His discourse is the foundational discourse of the genocidaires. They always also make the pretension that the individual is okay but it is the Jewish or the Muslim idea (or the other christian, the orthodoxe or the catholic) that needs to be cleansed. this is double langauge, the excuse making and the disguising since they know that to say openly what they want will be rejected.

Our book this time is The Great Theft: Wrestling Islam from the Extremists, by Khaled Abou El-Fadl. The “great theft” of the title is the hijacking of Islam by modern fundamentalist movements (primarily driven by the disproportionate influence of the Saudi Wahhabis), and El-Fadl goes into some detail about the historical and legal differences between moderate Islam and the Islam of the extremists, as well as what he thinks can and should be done to combat their influence. This is something he’s uniquely able to do, since he’s one of the few people trained in both classical Islamic jurisprudence at al-Azhar as well as Western jurisprudence at the University of Pennsylvania Law School, and currently serves as a professor of law at the UCLA School of Law, having previously taught Islamic Law at Yale and Princeton.

Rushdie writes of the fight against “fanatical Islam.” It’s right there in your quote.

No one in this thread is an apologist for fanatical Islam, your continual lies notwithstanding.
.

http://www.washingtonpost.com/news/volokh-conspiracy/wp/2015/04/28/council-on-american-islamic-relations-says-anti-muslim-college-speakers-create-a-hostile-learning-environment-for-muslim-and-arab-american-students/

And yet, merely cataloging the deeds of “fanatical Islam” provokes such furious spinning-about from the “non-apologist” Muslims and progressives in this thread…

“Fanatical Islam” = “sincere Islam.” There are lots of Muslims who are not causing problems. They are, like the good Christians, the ones who don’t actually believe this garbage and are just trying to go about their lives. The idea that the non-Saudi forms of sincere Islam are peaceful and modern is ridiculous. But hey, actually talking about this is impossible because the progressive line remains that all the “real Muslims” are above criticism and too many people are afraid of getting murdered, so here we are.

Conservative attacks on Islam ring hollow because of the huge overlap on the Venn Diagram in their political beliefs. It can be hard to tell the difference sometimes.

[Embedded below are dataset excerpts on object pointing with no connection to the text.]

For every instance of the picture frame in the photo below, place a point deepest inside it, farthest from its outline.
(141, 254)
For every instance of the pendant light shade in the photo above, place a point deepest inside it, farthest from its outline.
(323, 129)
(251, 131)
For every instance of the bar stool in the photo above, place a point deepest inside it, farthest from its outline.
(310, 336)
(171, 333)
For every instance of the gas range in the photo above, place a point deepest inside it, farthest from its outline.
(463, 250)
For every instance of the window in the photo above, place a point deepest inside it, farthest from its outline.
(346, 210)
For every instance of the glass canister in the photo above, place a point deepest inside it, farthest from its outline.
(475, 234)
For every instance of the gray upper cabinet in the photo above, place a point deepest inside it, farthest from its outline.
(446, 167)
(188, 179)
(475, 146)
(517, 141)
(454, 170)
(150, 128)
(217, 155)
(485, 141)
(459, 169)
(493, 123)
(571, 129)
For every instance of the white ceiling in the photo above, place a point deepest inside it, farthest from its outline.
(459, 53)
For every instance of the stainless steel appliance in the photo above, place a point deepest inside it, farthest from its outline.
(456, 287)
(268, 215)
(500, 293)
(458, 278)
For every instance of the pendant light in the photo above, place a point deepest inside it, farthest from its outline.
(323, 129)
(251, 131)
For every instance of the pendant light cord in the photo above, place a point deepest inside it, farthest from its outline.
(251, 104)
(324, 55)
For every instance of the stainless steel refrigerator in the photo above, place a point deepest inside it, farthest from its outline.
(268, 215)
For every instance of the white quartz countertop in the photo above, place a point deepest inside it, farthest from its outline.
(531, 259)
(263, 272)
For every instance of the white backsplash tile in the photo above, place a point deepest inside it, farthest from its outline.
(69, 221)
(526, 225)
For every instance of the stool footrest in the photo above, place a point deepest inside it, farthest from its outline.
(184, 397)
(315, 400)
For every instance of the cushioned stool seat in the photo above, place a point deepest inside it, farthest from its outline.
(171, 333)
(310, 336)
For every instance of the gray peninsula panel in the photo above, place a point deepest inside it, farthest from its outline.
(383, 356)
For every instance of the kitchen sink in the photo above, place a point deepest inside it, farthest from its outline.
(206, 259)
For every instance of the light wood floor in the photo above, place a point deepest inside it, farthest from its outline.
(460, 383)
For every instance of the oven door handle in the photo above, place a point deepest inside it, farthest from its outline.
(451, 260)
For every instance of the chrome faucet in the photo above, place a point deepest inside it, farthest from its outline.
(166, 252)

Over the last several years a popular belief among the right, demonstrated in this thread, is that the left is somehow defending or supporting Islam, especially re: Obama. It’s interesting, since Islam is, like Christianity and many other religions, openly hostile to liberal beliefs. Sometimes they just seem to be recycling the “soft on terror” meme from the Bush years, but there’s definitely a lot of conservatives who think libs are bed fellows with Muslims because…cultural relativism and PC culture, or something. Odd. Some of the most vicious take downs of Islam I’ve seen have been on lib blogs. They can use the normal rant, just have to change the pronouns. I think conservatives think it can be a wedge issue, but I’m not really sure what they expect to happen. Hope Europe becomes more right wing and xenophobic and we can replicate that here, I guess.

How is that possible? One human being in five is a Muslim. 100 years ago, one human being in five was a Muslim. Almost certainly 100 years from now, (at least) one human being in five will be a Muslim.

That’s a fairly typical example of the closed progressive mind – only “conservatives” dislike Islam, conservatives dislike Obama, Obama is perfect, therefore conservatives are wrong and Islam is not to be criticized.

Of course, no one has said anything about conservatives or Obama until you got here, but the total lack of any foundation never stopped a progressive from drawing a circle around any challenging idea and blocking his mind off from it in the past, so why start now?

Almost 100% of Western Europe was once sincere Christians, with all the backwardness that entails. Now very few of them are. Same process – enough bold people showing how thought and history discredit the nonsense idea, and holding out the moral and material benefits of modernity.